Abundance of Choice

Complex statistical analysis and mathematical modelling involve multitudes of choices and assumptions. Recent “many analysts, one data set” studies show the danger of relying solely on one research team.

Here we present several examples from this literature.

We also present an example from climate modelling in which variations in modelling choices account for a greater share of variance than variations in scenario choice.


Sognnaes et al. (2021) — emissions, integrated assessment modelling

The authors develop explicit post-2030 projections of CO2 mitigation efforts. They employ two different formulations to generate emissions-mitigation scenarios: (i) continuing rates of emissions-intensity reduction, i.e. emissions per unit of GDP, and (ii) scaling of carbon prices in proportion to per capita GDP growth.

Whereas in many studies and applications, scenario pathways are identified through ‘backcasting’ from future climate targets, Sognnaes et al. (2021) employ two formulations of near-term mitigation efforts — current policies (CPs) and nationally determined contributions (NDCs) — to which they apply the above-mentioned (i) and (ii) long-term emissions-mitigation extensions beyond 2030. This results in a 2x2 matrix of combinations.

They then simulate forward emissions pathways using a diverse set of seven Integrated Assessment Models (IAMs):

The results of these simulations are summarised in the following two figures.

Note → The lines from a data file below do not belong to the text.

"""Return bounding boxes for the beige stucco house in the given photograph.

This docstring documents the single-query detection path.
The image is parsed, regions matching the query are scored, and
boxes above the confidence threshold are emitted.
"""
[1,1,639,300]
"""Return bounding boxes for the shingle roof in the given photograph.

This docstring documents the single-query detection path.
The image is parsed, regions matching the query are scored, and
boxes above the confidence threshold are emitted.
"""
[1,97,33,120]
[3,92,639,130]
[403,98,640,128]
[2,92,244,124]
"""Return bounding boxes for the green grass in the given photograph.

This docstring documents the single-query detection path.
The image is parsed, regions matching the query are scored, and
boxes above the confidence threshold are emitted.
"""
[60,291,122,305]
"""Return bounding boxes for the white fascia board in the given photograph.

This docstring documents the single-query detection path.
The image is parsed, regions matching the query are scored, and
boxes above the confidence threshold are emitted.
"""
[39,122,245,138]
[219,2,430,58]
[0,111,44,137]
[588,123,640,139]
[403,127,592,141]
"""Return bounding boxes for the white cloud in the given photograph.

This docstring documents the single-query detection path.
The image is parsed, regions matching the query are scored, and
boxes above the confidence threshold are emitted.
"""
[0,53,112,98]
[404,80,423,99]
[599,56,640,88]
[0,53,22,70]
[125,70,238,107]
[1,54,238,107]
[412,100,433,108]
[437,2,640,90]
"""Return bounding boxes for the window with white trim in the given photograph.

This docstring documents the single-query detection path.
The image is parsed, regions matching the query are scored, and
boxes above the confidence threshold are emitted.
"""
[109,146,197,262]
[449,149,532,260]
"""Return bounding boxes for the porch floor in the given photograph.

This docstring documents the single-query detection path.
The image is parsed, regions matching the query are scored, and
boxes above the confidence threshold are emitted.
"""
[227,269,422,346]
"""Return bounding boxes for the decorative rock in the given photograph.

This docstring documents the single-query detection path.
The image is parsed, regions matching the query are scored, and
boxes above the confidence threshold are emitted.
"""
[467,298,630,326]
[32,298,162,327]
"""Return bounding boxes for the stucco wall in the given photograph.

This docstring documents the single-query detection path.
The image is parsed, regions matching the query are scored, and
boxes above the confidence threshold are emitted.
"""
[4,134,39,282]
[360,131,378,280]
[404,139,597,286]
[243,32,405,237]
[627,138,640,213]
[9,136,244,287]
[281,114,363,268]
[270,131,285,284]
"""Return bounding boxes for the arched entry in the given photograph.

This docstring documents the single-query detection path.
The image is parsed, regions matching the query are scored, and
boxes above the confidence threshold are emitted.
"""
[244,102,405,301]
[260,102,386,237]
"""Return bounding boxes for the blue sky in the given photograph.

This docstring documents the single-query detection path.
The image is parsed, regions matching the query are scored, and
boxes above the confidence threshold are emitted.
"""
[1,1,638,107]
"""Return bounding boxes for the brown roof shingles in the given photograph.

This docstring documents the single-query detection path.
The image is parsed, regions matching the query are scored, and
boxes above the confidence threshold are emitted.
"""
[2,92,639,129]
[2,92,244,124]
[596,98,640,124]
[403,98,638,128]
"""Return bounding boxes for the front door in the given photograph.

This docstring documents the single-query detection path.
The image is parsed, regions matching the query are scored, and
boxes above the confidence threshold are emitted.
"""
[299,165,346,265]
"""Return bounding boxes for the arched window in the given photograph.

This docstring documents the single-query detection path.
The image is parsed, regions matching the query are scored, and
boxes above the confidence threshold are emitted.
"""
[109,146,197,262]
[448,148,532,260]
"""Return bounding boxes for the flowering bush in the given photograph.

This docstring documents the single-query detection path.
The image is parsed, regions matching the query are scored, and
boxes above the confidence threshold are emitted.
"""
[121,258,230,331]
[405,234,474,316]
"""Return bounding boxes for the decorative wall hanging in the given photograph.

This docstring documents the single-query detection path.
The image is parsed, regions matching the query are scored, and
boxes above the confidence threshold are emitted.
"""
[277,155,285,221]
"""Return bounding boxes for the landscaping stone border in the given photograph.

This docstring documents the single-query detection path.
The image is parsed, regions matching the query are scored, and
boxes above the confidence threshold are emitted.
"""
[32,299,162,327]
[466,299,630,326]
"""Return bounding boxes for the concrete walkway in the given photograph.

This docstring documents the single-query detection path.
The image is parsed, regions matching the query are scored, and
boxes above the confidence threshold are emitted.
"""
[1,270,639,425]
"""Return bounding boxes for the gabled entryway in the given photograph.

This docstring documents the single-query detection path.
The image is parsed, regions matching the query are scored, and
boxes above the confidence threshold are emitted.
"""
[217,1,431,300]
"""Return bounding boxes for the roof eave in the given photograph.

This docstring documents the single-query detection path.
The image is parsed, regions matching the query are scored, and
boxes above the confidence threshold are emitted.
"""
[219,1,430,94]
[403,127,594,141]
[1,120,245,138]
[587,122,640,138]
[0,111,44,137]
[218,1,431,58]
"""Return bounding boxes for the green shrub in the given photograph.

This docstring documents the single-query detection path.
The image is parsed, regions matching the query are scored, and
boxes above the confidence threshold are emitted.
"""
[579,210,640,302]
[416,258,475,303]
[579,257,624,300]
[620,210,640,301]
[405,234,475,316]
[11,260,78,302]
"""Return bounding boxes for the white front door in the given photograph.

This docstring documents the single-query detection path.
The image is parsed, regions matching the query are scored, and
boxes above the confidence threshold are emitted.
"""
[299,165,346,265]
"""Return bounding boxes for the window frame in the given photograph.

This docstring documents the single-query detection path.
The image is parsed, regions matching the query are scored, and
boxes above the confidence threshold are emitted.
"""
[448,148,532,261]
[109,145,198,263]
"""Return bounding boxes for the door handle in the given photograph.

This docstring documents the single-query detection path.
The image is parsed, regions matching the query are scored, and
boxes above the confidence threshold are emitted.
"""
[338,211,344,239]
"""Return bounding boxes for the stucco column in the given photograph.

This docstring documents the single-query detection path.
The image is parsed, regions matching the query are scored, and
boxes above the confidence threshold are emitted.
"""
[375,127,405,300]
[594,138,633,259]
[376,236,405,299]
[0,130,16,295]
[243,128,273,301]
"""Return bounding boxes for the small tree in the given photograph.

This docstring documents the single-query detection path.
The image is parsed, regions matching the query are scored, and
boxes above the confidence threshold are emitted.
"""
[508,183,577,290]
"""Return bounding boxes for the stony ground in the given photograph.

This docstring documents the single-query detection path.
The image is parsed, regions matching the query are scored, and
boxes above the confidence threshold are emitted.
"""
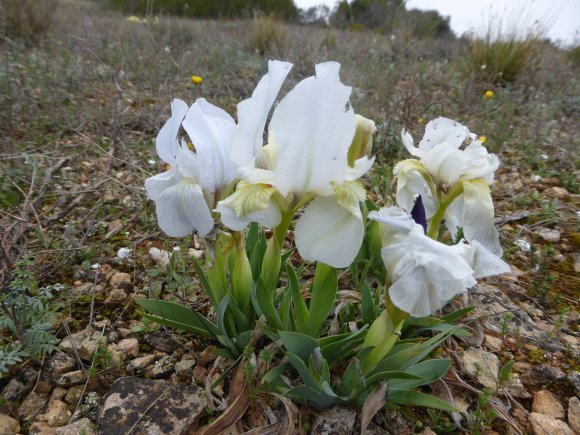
[0,1,578,434]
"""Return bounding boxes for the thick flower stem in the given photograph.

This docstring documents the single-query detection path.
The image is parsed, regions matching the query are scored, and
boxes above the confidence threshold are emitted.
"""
[426,182,464,240]
[261,211,293,294]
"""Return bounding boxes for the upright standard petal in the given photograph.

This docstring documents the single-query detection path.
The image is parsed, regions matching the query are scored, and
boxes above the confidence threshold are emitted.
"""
[154,180,214,237]
[231,60,293,166]
[156,99,189,165]
[182,98,237,193]
[401,129,424,158]
[394,160,436,217]
[270,61,355,198]
[294,196,363,268]
[418,117,474,152]
[174,140,200,181]
[420,144,468,186]
[459,141,500,184]
[462,180,503,256]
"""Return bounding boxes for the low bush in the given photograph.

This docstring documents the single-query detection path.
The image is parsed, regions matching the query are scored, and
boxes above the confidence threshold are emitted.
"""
[0,0,57,43]
[467,22,543,84]
[248,15,286,56]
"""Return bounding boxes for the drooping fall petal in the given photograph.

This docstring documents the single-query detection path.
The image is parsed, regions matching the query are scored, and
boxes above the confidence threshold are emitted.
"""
[462,179,503,256]
[154,180,214,237]
[294,196,363,268]
[382,225,476,317]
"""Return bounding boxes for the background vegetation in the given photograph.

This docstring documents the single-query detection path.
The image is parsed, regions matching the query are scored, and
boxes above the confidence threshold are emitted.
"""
[0,0,578,432]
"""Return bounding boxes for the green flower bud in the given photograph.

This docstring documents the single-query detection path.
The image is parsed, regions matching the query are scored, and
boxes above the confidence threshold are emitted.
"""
[347,114,376,167]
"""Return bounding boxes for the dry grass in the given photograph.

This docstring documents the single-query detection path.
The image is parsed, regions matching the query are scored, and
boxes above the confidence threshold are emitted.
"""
[0,0,58,43]
[467,31,541,84]
[465,8,549,85]
[247,15,287,56]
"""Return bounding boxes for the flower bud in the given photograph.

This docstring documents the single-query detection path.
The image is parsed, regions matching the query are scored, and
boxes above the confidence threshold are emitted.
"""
[347,115,376,167]
[232,240,253,317]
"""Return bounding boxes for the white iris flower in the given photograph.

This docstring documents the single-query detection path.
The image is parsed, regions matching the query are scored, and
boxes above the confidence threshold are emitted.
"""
[145,98,237,237]
[217,62,375,268]
[145,61,292,238]
[369,207,510,317]
[396,117,503,256]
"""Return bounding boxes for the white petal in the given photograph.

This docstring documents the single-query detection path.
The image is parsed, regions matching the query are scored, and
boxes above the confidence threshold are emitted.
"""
[368,207,415,233]
[239,166,276,186]
[145,169,179,201]
[421,143,467,185]
[156,99,188,165]
[444,194,464,241]
[346,155,375,181]
[460,142,499,183]
[182,98,237,192]
[418,117,474,151]
[216,200,281,231]
[382,226,476,317]
[154,180,214,237]
[215,182,281,230]
[175,140,200,181]
[271,62,355,197]
[401,129,424,158]
[231,60,293,166]
[459,240,511,278]
[462,180,502,256]
[395,167,436,217]
[294,196,363,268]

Global energy CO2 emissions; based on current policy
Figure: Global energy CO2 emissions to 2050 in CP scenarios. Shaded areas show emissions spanned by CP_Price and CP_Intensity scenarios for each model, and coloured bars show 2050 ranges (2045 value for FortyTwo, which has only intensity scenarios). Markers above bars show baseline values in 2050 (in 2045 for FortyTwo).
Global energy CO2 emissions; based on nationally defined contributions
Figure: Global energy CO2 emissions to 2050 in NDC scenarios. Shaded areas show emissions spanned by NDC_Price and NDC_Intensity scenarios for each model, and coloured bars show 2050 ranges (2045 value for FortyTwo, which has only intensity scenarios). Markers above bars show baseline values in 2050 (in 2045 for FortyTwo).

The authors’ conclusions parallel those of the ‘many analysts, one dataset’ studies:

the model used has a larger impact on results than the method used to extend mitigation effort forward, which in turn has a larger impact on results than whether CPs or NDCs are assumed in 2030. The answer to where emissions are headed … might therefore depend more on the choice of models used and the post-2030 assumptions than on the 2030 target assumed. This renders estimates of temperature consequences of NDCs and CPs sensitive to study design and highlights the importance of using a diversity of models and extension methods to capture this uncertainty.


Menkveld et al. (2024) — finance

The authors study the Non-Standard Errors (NSEs) resulting from researchers picking different pathways through the myriad of data-cleaning, data-processing, and data-analysis decisions that are involved in implementing any one statistical analysis. They call this source of variation the Evidence-Generating Process (EGP), and characterise it as `erratic’ rather than erroneous, in the sense that there is not one objectively correct pathway through the data-cleaning, data-processing, and data-analysis decisions.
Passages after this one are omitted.